Showing posts with label books a million. Show all posts
Showing posts with label books a million. Show all posts

Wednesday, 1 March 2017

Books Reading Statistics

Books play an important role in our life. It is said that books are our best companions. Books are our friends in a real sense. Great books help you understand, and they help you feel understood. Any book that helps a child to form a habit of reading, to make reading one of his deep and continuing needs, is good for him.

Why reading books are important?

Reading books help you imagine many things which you wouldn’t have even thought of before. A book communicates knowledge, and not only knowledge but the wisdom of all kinds.

Reading different books in itself is a journey. When you are a kid you start with story books, then educational, technical, management, spiritual and so on. Books help you turn your journey growing up into a journey where you start improving yourself and learning new things.

In our daily routine, everyone gets so tired. And when we get even a bit of relaxation we always prefer to give relaxation to our body. But we always forget even our mind needs rest.

Reading is something which makes us forget all our stress and gives complete relaxation to our mind. Books are packed with knowledge, insights into a happy life, life lessons, love, fear, prayer and helpful advice.

One can read about anything under the sun. Books have been here for centuries and without them, today’s knowledge of our past ancestors, cultures, and civilizations would have been impossible.
 
Statistics On Books Sales

Unit sales of print books rose 3.3% in 2016 over the previous year, making it the third-straight year of print growth. Despite a less-than-ideal environment—no breakout bestsellers on the adult fiction side and a lengthy, brutal election cycle that sucked nearly all of the air out of the cultural conversation—unit sales of print books were up 3.3% in 2016 over 2015. Total print unit sales hit 674 million, marking the third-straight year of growth, according to Nielsen BookScan, which tracks about 80% of print sales in the U.S.

Most print formats had an outstanding year, with hardcover up 5.4%, trade paperback up 4%, and board books up 7.4%. The mass market has been on the wane since the introduction of e-books, and its slide continued in 2016 with a 7.7% drop in unit sales. Physical audio, where sales were down 13.5% on the year, also took a big hit from digital.

EL James’s Fifty Shades spin-off, Grey, sold more than 1 million copies in paperback, while To Kill A Mockingbird writer Harper Lee’s eagerly anticipated second novel, Go Set A Watchman, sold 360,000 copies.

 sales.jpg

Unit Sales of Print Books By Format (in thousands), 2013–2016

2013201420152016Change 2015–2016
Hardcover168,250173,483178,255187,9405.43%
Trade Paper324,701338,940355,737370,0194.01%
Mass Market80,02071,75864,31859,357-7.71%
Board Books23,06927,09230,97833,2807.43%
Audio5,1165,1284,4343,836-13.49%
 

Statistics On Books Category

The largest gains came in the adult nonfiction category, where sales were up 6.9% from 2015. Several subcategories posted substantial increases, among them crafts and hobbies, where the adult coloring book boom though slowing down from 2015’s continues to have a large impact. The religion and self-help areas also saw boosts, though for different reasons. Adult fiction had an off year, with sales down 1%. Juvenile fiction was up 3.8 percent from 2015 and was led by the year’s far-and-away bestselling title overall, J.K. Rowling’s Harry Potter and the Cursed Child: Parts 1 and 2, which sold 4.5 million print copies.
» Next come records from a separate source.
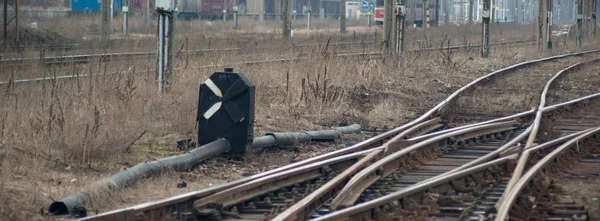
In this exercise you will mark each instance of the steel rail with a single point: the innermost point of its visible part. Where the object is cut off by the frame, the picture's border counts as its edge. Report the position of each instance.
(293, 213)
(385, 166)
(300, 206)
(525, 134)
(509, 200)
(350, 193)
(397, 195)
(536, 125)
(430, 183)
(65, 58)
(235, 63)
(184, 199)
(439, 180)
(73, 58)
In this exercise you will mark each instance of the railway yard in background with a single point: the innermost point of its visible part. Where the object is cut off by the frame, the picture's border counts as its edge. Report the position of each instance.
(452, 127)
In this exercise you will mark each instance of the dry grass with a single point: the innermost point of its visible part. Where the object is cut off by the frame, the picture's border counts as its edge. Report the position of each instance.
(57, 137)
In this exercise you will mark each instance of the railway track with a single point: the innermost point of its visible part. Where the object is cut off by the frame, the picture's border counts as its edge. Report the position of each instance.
(430, 167)
(85, 58)
(257, 62)
(474, 194)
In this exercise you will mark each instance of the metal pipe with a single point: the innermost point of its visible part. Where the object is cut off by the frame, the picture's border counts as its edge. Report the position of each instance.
(76, 203)
(284, 139)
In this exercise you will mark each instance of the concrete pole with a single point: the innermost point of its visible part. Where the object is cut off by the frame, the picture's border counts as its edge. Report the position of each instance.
(387, 26)
(161, 52)
(540, 24)
(106, 21)
(369, 15)
(342, 16)
(579, 23)
(493, 10)
(437, 12)
(235, 11)
(400, 27)
(171, 50)
(146, 10)
(593, 22)
(412, 9)
(548, 20)
(470, 12)
(125, 16)
(426, 14)
(112, 10)
(224, 3)
(321, 10)
(446, 12)
(485, 16)
(586, 12)
(287, 24)
(308, 18)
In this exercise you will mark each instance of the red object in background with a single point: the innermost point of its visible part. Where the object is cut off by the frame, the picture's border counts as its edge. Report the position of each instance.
(379, 14)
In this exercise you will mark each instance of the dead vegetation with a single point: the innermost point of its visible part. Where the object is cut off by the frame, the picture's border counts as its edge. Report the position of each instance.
(59, 136)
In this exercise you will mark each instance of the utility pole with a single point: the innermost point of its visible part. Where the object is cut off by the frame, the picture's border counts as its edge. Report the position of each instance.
(446, 12)
(387, 26)
(369, 14)
(586, 12)
(470, 12)
(125, 16)
(14, 4)
(287, 24)
(166, 45)
(516, 13)
(106, 21)
(593, 15)
(224, 3)
(412, 9)
(399, 13)
(146, 10)
(579, 23)
(493, 9)
(235, 10)
(485, 16)
(425, 14)
(321, 10)
(308, 9)
(540, 24)
(437, 12)
(342, 16)
(548, 21)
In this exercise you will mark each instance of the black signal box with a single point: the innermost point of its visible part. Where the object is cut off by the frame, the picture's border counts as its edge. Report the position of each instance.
(226, 110)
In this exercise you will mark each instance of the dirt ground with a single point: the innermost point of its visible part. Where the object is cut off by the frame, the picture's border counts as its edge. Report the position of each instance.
(59, 137)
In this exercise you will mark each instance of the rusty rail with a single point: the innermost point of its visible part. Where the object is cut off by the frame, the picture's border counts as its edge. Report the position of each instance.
(427, 184)
(536, 125)
(183, 201)
(509, 200)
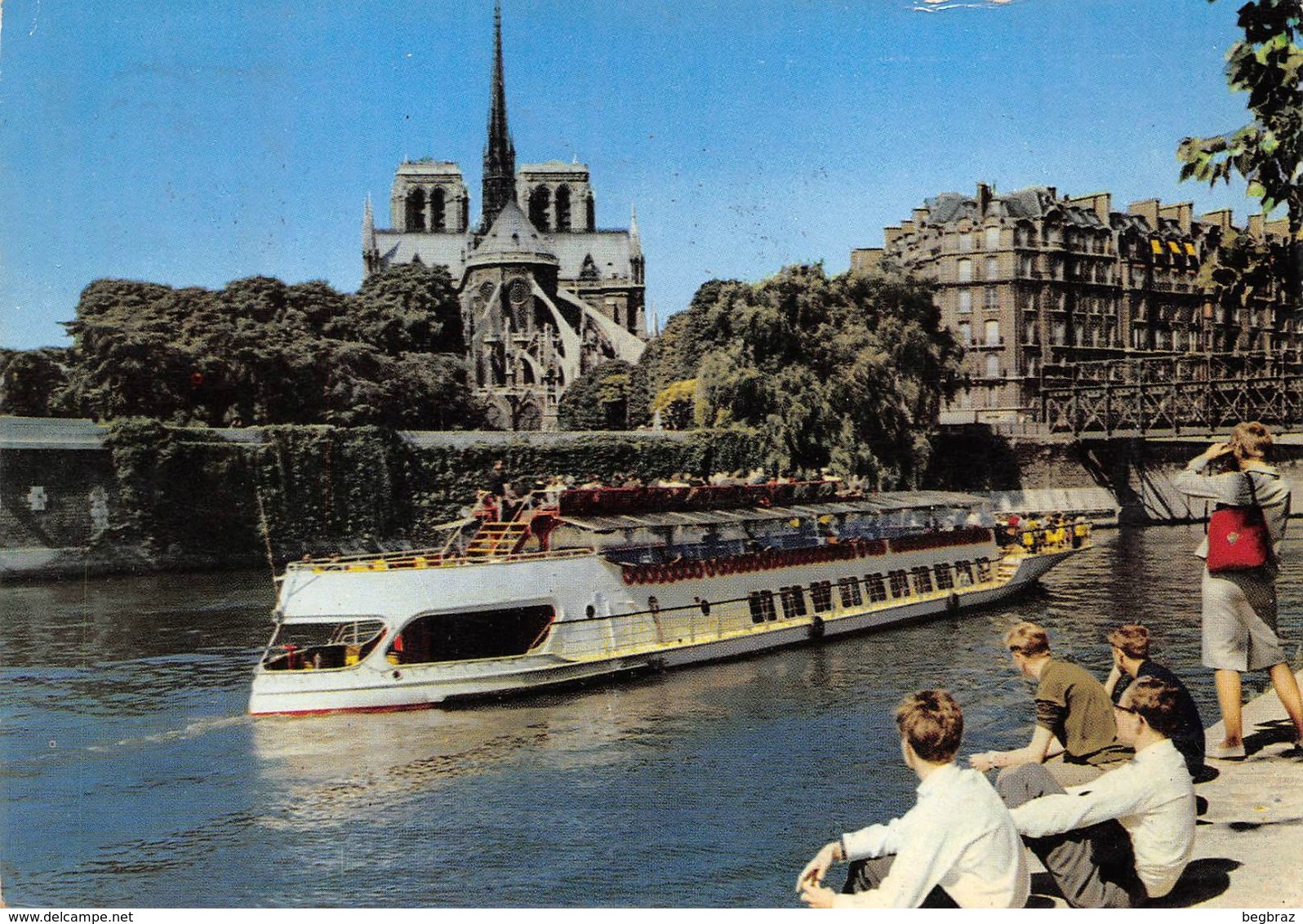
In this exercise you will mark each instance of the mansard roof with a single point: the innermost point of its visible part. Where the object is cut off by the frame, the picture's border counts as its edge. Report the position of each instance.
(1030, 202)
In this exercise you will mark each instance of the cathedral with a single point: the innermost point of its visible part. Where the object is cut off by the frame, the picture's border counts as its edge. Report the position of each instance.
(545, 294)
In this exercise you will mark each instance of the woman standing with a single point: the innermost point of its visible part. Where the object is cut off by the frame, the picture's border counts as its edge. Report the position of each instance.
(1239, 606)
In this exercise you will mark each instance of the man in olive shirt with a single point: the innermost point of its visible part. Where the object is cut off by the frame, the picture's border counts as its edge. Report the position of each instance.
(1071, 708)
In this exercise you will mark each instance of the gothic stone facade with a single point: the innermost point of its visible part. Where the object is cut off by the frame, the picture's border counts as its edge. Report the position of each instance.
(545, 294)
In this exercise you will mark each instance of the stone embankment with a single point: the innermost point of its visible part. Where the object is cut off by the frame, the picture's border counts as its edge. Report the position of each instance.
(63, 509)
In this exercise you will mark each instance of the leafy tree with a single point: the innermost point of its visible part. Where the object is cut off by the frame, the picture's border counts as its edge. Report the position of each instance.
(846, 371)
(32, 381)
(262, 352)
(1268, 153)
(609, 397)
(677, 404)
(1246, 274)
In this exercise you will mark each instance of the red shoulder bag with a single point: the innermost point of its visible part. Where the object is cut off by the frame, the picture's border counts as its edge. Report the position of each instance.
(1237, 537)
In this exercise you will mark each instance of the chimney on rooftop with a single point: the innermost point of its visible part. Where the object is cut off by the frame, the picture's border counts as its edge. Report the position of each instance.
(1148, 210)
(1182, 213)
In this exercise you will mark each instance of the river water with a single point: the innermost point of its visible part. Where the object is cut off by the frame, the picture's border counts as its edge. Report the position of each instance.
(133, 777)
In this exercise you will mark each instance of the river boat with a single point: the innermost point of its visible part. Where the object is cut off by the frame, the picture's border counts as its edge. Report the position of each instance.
(586, 584)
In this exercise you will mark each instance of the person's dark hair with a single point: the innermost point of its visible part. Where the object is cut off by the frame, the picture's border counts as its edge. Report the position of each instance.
(1132, 639)
(1029, 640)
(933, 725)
(1156, 703)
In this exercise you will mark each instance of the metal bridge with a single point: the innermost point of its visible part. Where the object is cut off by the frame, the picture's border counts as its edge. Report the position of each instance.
(1171, 397)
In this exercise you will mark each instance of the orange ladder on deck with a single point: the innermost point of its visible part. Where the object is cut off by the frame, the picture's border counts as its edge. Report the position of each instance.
(494, 540)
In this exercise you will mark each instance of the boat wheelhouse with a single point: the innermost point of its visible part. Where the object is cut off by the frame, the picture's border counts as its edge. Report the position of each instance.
(596, 583)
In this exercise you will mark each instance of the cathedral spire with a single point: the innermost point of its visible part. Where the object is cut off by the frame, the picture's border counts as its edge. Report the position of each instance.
(371, 251)
(500, 171)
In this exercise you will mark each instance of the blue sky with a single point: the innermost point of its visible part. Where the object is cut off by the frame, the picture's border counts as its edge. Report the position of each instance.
(193, 142)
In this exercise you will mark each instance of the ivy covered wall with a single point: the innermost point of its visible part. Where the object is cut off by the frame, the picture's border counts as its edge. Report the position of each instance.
(188, 497)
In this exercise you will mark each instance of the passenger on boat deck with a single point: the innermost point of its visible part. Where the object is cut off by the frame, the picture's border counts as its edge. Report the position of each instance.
(1132, 660)
(1127, 836)
(500, 491)
(957, 847)
(553, 489)
(1071, 708)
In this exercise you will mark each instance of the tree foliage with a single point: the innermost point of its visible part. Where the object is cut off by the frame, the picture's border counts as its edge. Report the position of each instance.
(609, 397)
(264, 352)
(677, 404)
(1268, 152)
(32, 382)
(847, 371)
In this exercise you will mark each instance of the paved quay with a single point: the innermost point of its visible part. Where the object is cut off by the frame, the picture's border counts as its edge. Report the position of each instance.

Global Publishing and Reading Statistics

If we measure publishing markets in terms of titles released rather than publishers’ revenue, however, we get a slightly different ranking of the biggest markets. There is a clear tendency to stabilization or decrease in the mature markets, compared to a steady growth in the ‘young’ or industrializing economies. 



India's Book Market Is Poised for Growth

India’s literacy rate has seen a significant improvement over the past decade, thanks in part to government investments in education. According to the 2009 National Youth Readership Survey, three out of four youths in the country are literate, and a quarter of the youth population (an astonishing 83 million) identify themselves as book readers. By 2020, the country’s literacy level is projected to reach 90%.

To increase our literacy level, buy books on Demand and books behind oscar nominees.